My little 64 line script now does the following:


 1) Read Address Book vCard file and extract a list of number/name 
 pairs (I prefix the numbers with 'n to assist with lookups)

 2) Read each Linksys SPA942 IP Phone's call history and create a 
 sorted list of number/frequency pairs

 3) Join these 2 lists and create a query string for matches and an 
 exception report for numbers without an address book entry
	4) POST merged and updated name/number pairs back to each phone


Script took 2 hours to write and debug, runs in 2-3 seconds and gives 
us the features of an advanced call management facility for free. 
Once again, REBOL to the rescue (my business partner shook his head 
when he saw this and just said, "but HOW can REBOL do all this???").
Steeve:
11-Nov-2008
It's also a refernce to the "special" talent of Carl in terms of 
mixing colors ;-)
Henrik:
11-Nov-2008
it's at times like that, that REBOL deserves advertising with a live 
demo.
Steeve:
11-Nov-2008
oh i have a better bad puns: GUI-lty
Chris:
19-Nov-2008
This is a quickie -- designed to make 'parse-xml output more parseable:

http://www.ross-gill.com/r/qxml.r

Any thoughts, comments?
Chris:
19-Nov-2008
A tag block will always be [tag! any [refinement! [string! | none!]] 
[string! | none! | block!]]
Chris:
3-Dec-2008
I've changed this a little.  More or less parseable.
Chris:
3-Dec-2008
I thought about the # convention.  # can be used in parse literally. 
 It may have no semantic meaning, but is a very concise anchor.
Chris:
3-Dec-2008
Also, a tag with no attributes containing only text will only contain 
text:
Chris:
3-Dec-2008
All the 'into values are a bit of a pain, but work can be broken 
up...
Chris:
3-Dec-2008
Only one method at the moment - get-by-tagname


Note, this is not an attempt to implement W3 DOM.  Just a quick approximation 
for fast manipulation (hence the name).  It's object happy, not sure 
of the weight considerations as such.
Chris:
3-Dec-2008
This is not an exercise in bloat, I plan to implement only a few 
key methods.  Though if anyone has any requests?
Chris:
4-Dec-2008
Ok, another revision.  This has a few more methods, I may strip them 
down to read-only, as I don't need to manipulate the object though 
I left them in for completeness.

>> do http://www.ross-gill.com/r/qdom.r
connecting to: www.ross-gill.com
Script: "QuickDOM" (none)
>> doc: load-dom {<some><xml id="foo">to try</xml></some>}
>> foo: doc/get-by-id "foo"
>> foo/name
== <xml>
>> foo/value
== [
    /id "foo" 
    # "to try"
]
>> kids: foo/children
== [make object! [
        name: #
        value: "to try"
        tree: [
            # "to try"
        ]
        position: [
   ...
>> kids/1/value
== "to try"
>> doc/tree/<some>/<xml>/(#)           
== "to try"
Graham:
22-Jun-2009
Now has anyone written a recursive routine to turn a rebol object 
into XML?  I couldn't find anything like this on rebol.org yet it 
doesn't sound hard to do ...
Gregg:
22-Jun-2009
There must be something, but I don't have anything here that turned 
up, and I don't remember doing one myself.

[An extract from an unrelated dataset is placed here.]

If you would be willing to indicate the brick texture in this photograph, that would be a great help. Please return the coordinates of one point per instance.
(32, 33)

If it helps, you could 
use the JSON converter in %json.r as a starting point.
Graham:
22-Jun-2009
>> probe obj
make object! [
    a: "testing"
    b: "again"
    c: make object! [
        d: "testing2"
        e: "again2"
        f: make object! [
            g: "testing3"
            h: "again3"
        ]
    ]
    i: "finished"
]
Graham:
22-Jun-2009
gives this 

<a>
    testing
</a>
<b>
    again
</b>
<c>
    <d>
        testing2
    </d>
    <e>
        again2
    </e>
    <f>
        <g>
            testing3
        </g>
        <h>
            again3
        </h>
    </f>
</c>
<i>
    finished
</i>
Graham:
22-Jun-2009
format-xml: func [ xml
    /local out space prev
][
    out: copy ""
    spacer: copy ""
    prev: copy </tag>
    foreach tag load/markup xml [
        either tag = find tag "/" [
            ; we have a close tag
            

            ; reduce the spacer by a tab unless the previous was an open tag
            either not tag? prev [
                ; not a tag
                remove/part spacer 4
            ][
                ; is a tag
                if prev = find prev "/" [
                    ; last was a closing tag
                    remove/part spacer 4
                ]
            ]
        ][ 
            either tag? tag [
                ; current is tag
                ; indent only if the prev is not a closing tag
                if not prev = find prev "/" [
                    insert/dup spacer " " 4
                ]
            ][
                ; is data
                insert/dup spacer " " 4 
            ]
        ]
        repend out rejoin [ spacer tag newline ]
        prev: copy tag
    ]
	view layout compose [ area (out) 400x400 ]
]

obj2xml: func [ obj [object!] out [string!]
	/local o 
][
	foreach element next first obj [
		repend out [ to-tag element ]
		either object? o: get in obj element [
			obj2xml o out
		][
			repend out any [ o copy "" ]
		]		
		repend out [ to-tag join "/" element ]
	]
]
Maxim:
23-Jun-2009
a modified version of John's rebXML  tools.  changed the output structure 
to allow rebol's path notation to be used to traverse the loaded 
xml.
Maxim:
23-Jun-2009
I've never posted that specific version cause it was closed source 
for a client.   but I have my own new engine, which does the same, 
but attacking the parse rules directly... its probably faster.
I've not released it.
BrianH:
23-Jun-2009
I wrote a simple xpath compiler too (but don't know where it is now).
Maxim:
23-Jun-2009
a later version, using schema validation, understands multiple subelements 
and automatically converts them to blocks IIRC.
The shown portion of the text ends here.